Why Are There So Few Black Ballet Dancers?

Why Are There So Few Black Ballet Dancers?

Writing in the Guardian last week, Olivia Goldhill and Sarah Marsh noted the complete absence of black dancers at the Bolshoi Ballet. Out of the English National Ballet's corps of 64 dancers, only two are black.

In a followup piece, Luke Jennings countered Goldhill's and Marsh's stark reasoning for this imbalance, that "classical ballet celebrates pale princesses and fair swans," with a defense of ballet bigwigs. Jennings claims "there is not a single director of a UK ballet company who wouldn't jump at a talented black or mixed-race dancer."

Jennings asserts that outright discrimination against qualified dancers is not just illegal, but outdated in the upper spheres of the UK ballet world, which comprises sophisticated leaders. He argues that change must happen outside the institution, at a community level. "Perhaps the simple truth is that only a limited number of black children are interested in training for classical ballet," he suggests. In his architecture, qualified black ballet dancers are not being rejected at the final audition because of their race. Instead they are never stepping in the studio door.

But what role do ballet's tastemakers have to play in that reality? We would argue it's a starring one.

Look, for example, at the costumes we mostly take for granted as standard ballet garb. Peach colored ballet slippers, nude colored tights, white powdered bodies, these innocuous seeming traditions may not be consciously hateful, but they are exclusive. White skin is not just the norm but the uniform.

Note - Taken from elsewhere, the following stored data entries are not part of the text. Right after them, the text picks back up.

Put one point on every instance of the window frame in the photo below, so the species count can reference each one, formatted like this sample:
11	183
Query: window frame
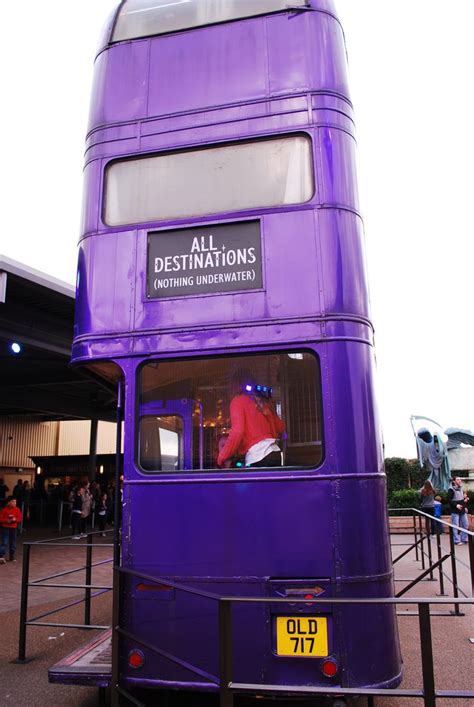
304	7
210	216
156	414
233	473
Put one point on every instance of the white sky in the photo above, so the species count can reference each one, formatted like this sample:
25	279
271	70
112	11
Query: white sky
411	77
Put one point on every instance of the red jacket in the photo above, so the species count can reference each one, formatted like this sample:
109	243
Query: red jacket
10	516
250	423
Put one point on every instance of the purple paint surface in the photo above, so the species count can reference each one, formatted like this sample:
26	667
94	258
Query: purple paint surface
235	534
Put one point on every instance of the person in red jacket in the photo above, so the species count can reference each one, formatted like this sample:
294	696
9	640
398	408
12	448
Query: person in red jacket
10	516
255	426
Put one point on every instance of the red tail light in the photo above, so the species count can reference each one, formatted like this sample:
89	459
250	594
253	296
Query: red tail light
329	668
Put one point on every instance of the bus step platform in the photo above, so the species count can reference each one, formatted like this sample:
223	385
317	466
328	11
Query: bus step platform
90	665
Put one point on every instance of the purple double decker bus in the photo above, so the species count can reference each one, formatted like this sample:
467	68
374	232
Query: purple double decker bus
222	279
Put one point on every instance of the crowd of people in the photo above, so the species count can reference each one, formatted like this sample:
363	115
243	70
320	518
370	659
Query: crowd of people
430	503
86	498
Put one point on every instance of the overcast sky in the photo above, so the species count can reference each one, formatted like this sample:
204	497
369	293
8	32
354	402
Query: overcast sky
411	67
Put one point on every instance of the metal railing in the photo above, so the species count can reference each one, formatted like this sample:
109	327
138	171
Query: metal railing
44	582
228	688
423	548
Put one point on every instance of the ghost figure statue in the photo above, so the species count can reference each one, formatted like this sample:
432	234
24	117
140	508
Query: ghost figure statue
433	455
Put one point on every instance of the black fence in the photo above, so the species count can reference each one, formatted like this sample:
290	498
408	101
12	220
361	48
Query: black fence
90	591
433	558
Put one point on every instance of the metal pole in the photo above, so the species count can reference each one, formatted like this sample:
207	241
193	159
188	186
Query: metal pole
22	517
24	604
60	515
225	653
117	495
117	583
470	540
430	556
415	533
441	576
87	603
422	544
429	692
454	570
93	449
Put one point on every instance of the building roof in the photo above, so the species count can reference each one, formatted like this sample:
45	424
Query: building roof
37	313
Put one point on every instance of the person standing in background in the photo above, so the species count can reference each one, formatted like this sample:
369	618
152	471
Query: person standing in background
458	509
10	516
3	492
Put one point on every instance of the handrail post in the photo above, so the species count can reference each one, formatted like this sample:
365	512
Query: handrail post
415	533
22	509
24	603
442	593
225	653
429	693
87	602
470	540
60	515
430	556
454	569
422	544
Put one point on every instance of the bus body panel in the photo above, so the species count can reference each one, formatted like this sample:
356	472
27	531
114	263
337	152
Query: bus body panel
258	533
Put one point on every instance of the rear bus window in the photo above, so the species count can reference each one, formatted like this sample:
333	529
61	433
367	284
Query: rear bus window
191	183
143	18
240	411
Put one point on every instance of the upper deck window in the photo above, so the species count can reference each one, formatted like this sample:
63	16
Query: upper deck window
246	175
143	18
230	412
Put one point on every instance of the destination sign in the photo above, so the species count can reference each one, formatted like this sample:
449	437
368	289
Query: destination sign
222	258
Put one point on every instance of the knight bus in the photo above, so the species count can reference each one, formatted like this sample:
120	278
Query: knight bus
221	233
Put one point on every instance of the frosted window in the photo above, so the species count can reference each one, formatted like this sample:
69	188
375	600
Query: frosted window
142	18
209	181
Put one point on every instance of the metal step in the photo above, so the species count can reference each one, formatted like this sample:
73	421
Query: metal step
90	665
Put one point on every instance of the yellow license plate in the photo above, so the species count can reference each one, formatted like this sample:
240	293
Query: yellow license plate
302	636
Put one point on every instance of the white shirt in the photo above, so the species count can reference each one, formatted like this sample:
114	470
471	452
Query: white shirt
260	450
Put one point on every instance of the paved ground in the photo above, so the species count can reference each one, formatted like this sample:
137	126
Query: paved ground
27	685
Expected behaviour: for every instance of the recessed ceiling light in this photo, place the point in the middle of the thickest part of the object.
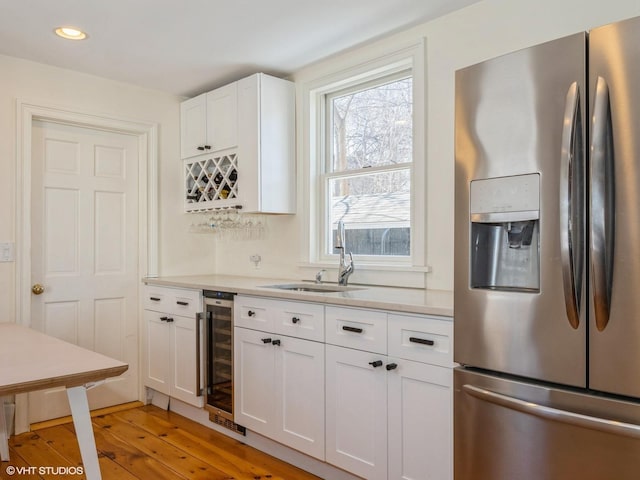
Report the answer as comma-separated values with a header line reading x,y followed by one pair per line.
x,y
70,33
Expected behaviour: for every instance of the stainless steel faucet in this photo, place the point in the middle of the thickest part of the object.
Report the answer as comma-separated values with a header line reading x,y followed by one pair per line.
x,y
344,270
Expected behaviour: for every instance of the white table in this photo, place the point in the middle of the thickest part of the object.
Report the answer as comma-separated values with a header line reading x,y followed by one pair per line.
x,y
31,360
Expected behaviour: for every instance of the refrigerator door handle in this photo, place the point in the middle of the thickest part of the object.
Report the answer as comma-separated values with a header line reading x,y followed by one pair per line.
x,y
553,414
569,196
602,204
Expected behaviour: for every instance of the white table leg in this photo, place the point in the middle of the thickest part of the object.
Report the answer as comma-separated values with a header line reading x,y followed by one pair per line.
x,y
84,431
4,435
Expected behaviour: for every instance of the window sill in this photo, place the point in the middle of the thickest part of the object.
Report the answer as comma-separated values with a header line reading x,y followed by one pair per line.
x,y
369,267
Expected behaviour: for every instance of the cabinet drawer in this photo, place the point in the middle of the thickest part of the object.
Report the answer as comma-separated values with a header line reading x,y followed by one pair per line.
x,y
423,339
176,301
253,312
298,319
356,328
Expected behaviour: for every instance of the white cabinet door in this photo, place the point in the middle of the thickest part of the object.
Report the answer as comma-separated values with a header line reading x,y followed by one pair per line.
x,y
193,126
185,361
356,412
157,364
222,118
254,377
299,390
420,421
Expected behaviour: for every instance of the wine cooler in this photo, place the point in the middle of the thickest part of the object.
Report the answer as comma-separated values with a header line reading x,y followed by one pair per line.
x,y
218,335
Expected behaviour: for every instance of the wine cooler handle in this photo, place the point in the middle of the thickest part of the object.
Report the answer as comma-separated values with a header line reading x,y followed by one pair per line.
x,y
602,204
199,317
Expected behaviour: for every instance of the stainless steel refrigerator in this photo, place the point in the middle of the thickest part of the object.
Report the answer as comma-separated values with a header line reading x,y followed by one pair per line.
x,y
547,261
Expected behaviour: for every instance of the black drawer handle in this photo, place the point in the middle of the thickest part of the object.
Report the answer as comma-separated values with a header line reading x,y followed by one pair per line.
x,y
422,341
351,329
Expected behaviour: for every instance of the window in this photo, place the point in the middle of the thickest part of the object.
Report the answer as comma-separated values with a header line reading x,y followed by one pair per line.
x,y
367,167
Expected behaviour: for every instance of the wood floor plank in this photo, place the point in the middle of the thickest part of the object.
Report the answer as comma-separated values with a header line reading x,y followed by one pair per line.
x,y
65,442
240,450
37,452
146,443
135,461
178,460
207,451
23,470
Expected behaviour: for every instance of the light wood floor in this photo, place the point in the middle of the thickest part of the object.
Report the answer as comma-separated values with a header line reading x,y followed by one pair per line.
x,y
146,443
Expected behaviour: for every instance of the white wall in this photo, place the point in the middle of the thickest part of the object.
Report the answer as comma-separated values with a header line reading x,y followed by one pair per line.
x,y
481,31
46,85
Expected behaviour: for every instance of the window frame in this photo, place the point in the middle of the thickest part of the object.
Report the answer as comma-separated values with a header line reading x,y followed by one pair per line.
x,y
407,58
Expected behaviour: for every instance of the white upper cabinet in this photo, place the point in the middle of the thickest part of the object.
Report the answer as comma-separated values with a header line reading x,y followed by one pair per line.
x,y
266,142
209,122
222,117
238,147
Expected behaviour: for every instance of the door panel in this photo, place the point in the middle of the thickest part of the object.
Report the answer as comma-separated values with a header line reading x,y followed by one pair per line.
x,y
614,357
254,371
356,421
84,251
300,391
510,113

Then there is Jennings' point about captivating the young. While the existence of barriers early on is an important problem to be sure, it's once again an institutional issue. Most serious-minded ballerinas start dancing before elementary school and continue until their careers take off. This course of study is not cheap. Peridance Capezio Center, a dance school in New York, has a discounted deal for toddlers ringing in at $468 for an 18 class series. Many dancers train rigorously for up to fifteen years, only to enter into one of the most financially risky professions there is. To lessen such costs would require a top-down restructuring either of the ideal resume for a young dancer, or of the way schools are financed. Until then, committing to a life of dance implies more than passion -- it may require a trust fund.

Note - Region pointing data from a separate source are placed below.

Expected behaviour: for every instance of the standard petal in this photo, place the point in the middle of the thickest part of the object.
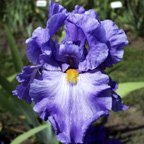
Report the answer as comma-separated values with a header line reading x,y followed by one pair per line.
x,y
25,78
116,41
96,55
71,109
78,9
55,22
34,44
69,53
75,34
55,8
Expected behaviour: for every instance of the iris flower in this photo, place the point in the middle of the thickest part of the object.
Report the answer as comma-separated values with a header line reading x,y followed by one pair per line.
x,y
67,82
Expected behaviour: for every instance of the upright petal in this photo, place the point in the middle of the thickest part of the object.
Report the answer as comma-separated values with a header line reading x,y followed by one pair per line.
x,y
116,40
71,108
25,78
57,17
55,8
69,53
96,55
78,9
34,44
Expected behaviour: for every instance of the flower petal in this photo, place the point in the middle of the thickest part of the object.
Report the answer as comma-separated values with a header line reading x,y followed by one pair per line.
x,y
116,40
71,109
55,8
25,78
69,53
75,34
34,44
96,55
78,9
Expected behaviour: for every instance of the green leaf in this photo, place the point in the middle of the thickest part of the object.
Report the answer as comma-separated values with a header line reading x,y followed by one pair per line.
x,y
14,50
28,134
126,88
6,84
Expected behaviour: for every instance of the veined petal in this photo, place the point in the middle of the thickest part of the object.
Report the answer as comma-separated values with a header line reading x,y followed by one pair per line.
x,y
34,44
96,55
78,9
69,53
116,40
55,8
71,108
74,33
55,22
25,78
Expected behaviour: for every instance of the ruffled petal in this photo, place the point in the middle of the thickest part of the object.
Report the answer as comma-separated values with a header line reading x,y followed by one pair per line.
x,y
25,78
34,44
96,55
71,109
69,53
74,33
55,8
116,40
78,9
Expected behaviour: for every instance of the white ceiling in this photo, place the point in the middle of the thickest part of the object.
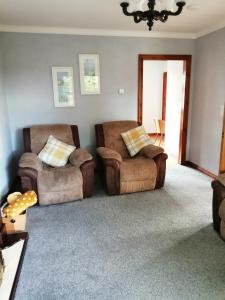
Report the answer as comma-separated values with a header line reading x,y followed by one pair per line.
x,y
106,17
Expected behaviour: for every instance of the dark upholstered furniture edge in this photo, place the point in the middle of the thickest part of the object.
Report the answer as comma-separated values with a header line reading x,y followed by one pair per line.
x,y
99,135
28,176
75,134
218,196
26,140
110,168
28,179
87,170
160,161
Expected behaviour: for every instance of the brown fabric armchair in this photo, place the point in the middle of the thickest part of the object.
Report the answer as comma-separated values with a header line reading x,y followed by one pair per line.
x,y
55,185
123,174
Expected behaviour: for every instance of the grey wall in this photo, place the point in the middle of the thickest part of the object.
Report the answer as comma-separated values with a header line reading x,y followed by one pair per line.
x,y
28,59
5,140
209,96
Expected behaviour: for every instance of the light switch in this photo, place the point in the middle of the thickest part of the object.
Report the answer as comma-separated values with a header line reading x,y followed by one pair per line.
x,y
121,91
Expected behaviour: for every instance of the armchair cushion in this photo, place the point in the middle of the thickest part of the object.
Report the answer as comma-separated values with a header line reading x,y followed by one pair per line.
x,y
107,153
79,156
136,139
151,151
57,185
56,153
30,160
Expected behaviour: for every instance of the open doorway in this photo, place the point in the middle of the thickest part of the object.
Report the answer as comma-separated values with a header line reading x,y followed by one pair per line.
x,y
163,100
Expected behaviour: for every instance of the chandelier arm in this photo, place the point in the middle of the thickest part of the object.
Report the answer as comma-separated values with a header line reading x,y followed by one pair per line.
x,y
151,14
180,6
125,6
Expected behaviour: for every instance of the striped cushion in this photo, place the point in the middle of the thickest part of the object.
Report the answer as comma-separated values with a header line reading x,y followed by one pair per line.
x,y
136,139
55,153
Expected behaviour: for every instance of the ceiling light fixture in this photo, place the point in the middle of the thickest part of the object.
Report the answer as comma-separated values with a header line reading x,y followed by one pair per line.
x,y
151,14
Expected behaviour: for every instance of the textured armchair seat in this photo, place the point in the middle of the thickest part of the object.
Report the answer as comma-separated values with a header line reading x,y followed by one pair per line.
x,y
61,184
123,174
218,186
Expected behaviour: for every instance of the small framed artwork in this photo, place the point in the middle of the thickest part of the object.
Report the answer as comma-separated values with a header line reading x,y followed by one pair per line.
x,y
89,74
63,88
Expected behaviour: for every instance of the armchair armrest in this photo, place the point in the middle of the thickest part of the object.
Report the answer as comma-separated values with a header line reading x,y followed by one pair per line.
x,y
107,153
29,166
79,156
151,151
31,161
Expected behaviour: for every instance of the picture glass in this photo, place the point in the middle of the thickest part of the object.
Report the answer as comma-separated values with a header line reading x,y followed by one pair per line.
x,y
63,86
89,74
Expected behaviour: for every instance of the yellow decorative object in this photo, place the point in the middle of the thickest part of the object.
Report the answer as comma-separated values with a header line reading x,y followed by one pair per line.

Jennings caps off his piece with a telling hypothetical:

"If no black ballerina has danced the female lead in Swan Lake at Covent Garden, it's not because anyone's opposed to the idea. Covent Garden audiences love Carlos Acosta, and a black Odette-Odile of the calibre of existing Royal Ballet ballerinas would be a sensation, and box-office magic."

Even ignoring the throwback exoticism of the premise (we can't help but hear "I have a black friend!" logic in the argument that "audiences loving Carlos Acosta" is proof that any non-white lead would be similarly accepted), there is the fact that Jennings has doomed his own argument. At the shallowest level, he's right. For a black woman to dance the black swan would be an event. It would take precedence in the reviews, and probably set the headlines. It may indeed even yield "box-office magic," but only because it would be an anomaly.

Probe any deeper into the hypothetical, and it becomes a disturbing, not a comforting one. While Jennings uses the scenario to excuse the "ballet establishment" and its way of operating -- calling instead for more "imaginative programming" to encourage black dancers at a childhood level -- we can't help but worry at the fact that his thought experiment is just that: only a thought. The fact is, there hasn't yet been a black Odette-Odile, though there are accomplished black dancers with definitive box office appeal. If even one major ballet company were to entrust a black dancer with such a career-changing turn, surely it could inspire the next generation in a dramatic way, as effectively, perhaps, as increased regional youth classes. That such a casting evolution would be welcomed is no excuse for it not having transpired as yet.

What do you think, readers? Do ballet's higher-ups have to answer to the problem of race, or this a question of grass-roots change?

CORRECTION: An earlier edition of this article stated incorrectly that the American Ballet Theater has only had three black dancers since its inception in 1937. It also overstated the price of a Peridance ballet class as $486; that is the cost of a package of classes.